We provide a simple script that can be used to submit a job to CentOS Linux cluster with specifications below:
- LSB Version: :base-4.0-amd64:base-4.0-noarch:core-4.0-amd64:core-4.0-noarch:graphics-4.0-amd64:graphics-4.0-noarch:printing-4.0-amd64:printing-4.0-noarch
- Distributor ID: CentOS
- Description: CentOS release 6.10 (Final)
- Release: 6.10
- Codename: Final
Here, we show one way for running a job on the HPC cluster by setting up a job script. This script will request cluster resources and list, in sequence, the commands that we want to execute.
Let's call our job script "job_script", which is a plain text file that we can edit with a UNIX editor such as vi/vim, nano, or emacs. Therefore, we can create an empty script with vim editor as
- $vim job_script
copy and paste the following contents into it,
- !/bin/sh
- #SBATCH --nodes=3
- #SBATCH --ntasks-per-node=8
- #SBATCH --mem=64000
- #SBATCH --time=01::00
- #If your job requires python, load Python modules here
- source /home/user/setup.sh
- #Commands that you actually want to run go here.
- cd /home/tssfl
- ipython code.py
- #Mail alert at start, end and abortion of execution
- #SBATCH --mail-type=ALL
- #Send mail to this address
- #SBATCH --mail-user=name@tssfl.com
save, and close (Esc, followed by : and then wq or x, hit Enter) the script.
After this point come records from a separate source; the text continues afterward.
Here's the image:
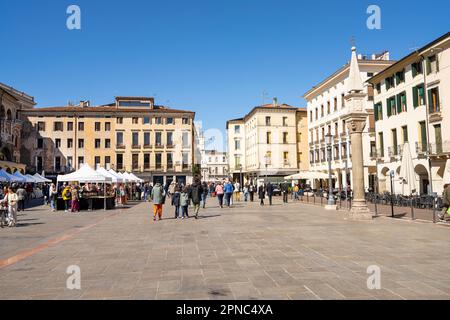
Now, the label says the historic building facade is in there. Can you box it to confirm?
[369,33,450,194]
[304,52,394,189]
[227,99,309,181]
[22,97,195,183]
[0,83,36,173]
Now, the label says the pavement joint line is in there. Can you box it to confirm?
[0,210,123,269]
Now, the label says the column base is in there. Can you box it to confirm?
[345,203,373,220]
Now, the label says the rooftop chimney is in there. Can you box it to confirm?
[273,98,278,107]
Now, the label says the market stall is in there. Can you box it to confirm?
[57,164,115,210]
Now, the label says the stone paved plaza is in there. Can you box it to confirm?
[0,199,450,299]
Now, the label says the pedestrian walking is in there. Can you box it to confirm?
[62,185,72,213]
[258,183,266,206]
[191,178,203,219]
[172,186,181,219]
[49,183,58,212]
[223,181,233,208]
[16,185,27,211]
[178,187,189,219]
[439,183,450,221]
[202,182,209,209]
[151,183,165,221]
[248,183,256,202]
[215,182,225,208]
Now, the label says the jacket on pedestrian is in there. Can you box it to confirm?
[266,183,273,197]
[172,191,181,207]
[151,183,164,204]
[442,187,450,208]
[258,186,266,199]
[191,183,203,204]
[180,192,189,207]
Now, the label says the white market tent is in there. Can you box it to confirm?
[25,174,40,183]
[97,167,123,183]
[284,171,336,180]
[0,169,25,182]
[13,171,34,183]
[130,173,144,183]
[33,173,52,183]
[57,164,112,183]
The first four lines above that start with #SBATCH (never uncomment them), respectively, specifies compute nodes, number of tasks per node, memory and time (1 Hour). source /home/user/setup.sh loads modules (in this case Python modules) from another HP cluster user, that's, there is no need to re-install resources in your home directory, you can load them from another user if they are available. We move to the home directory tssfl where we assume the code "code.py" we want to run is placed, and then issue the command ipython code.py. We can also set mail alert at start, end and abortion of execution to monitor the progress of our computations. All these instructions are defined in the script.
Finally, we can run our job by submitting it via Terminal as
- $sbatch job_script
To cancel the job or see it in queue, you can respectively, issue the commands scancel Job_ID, squeue.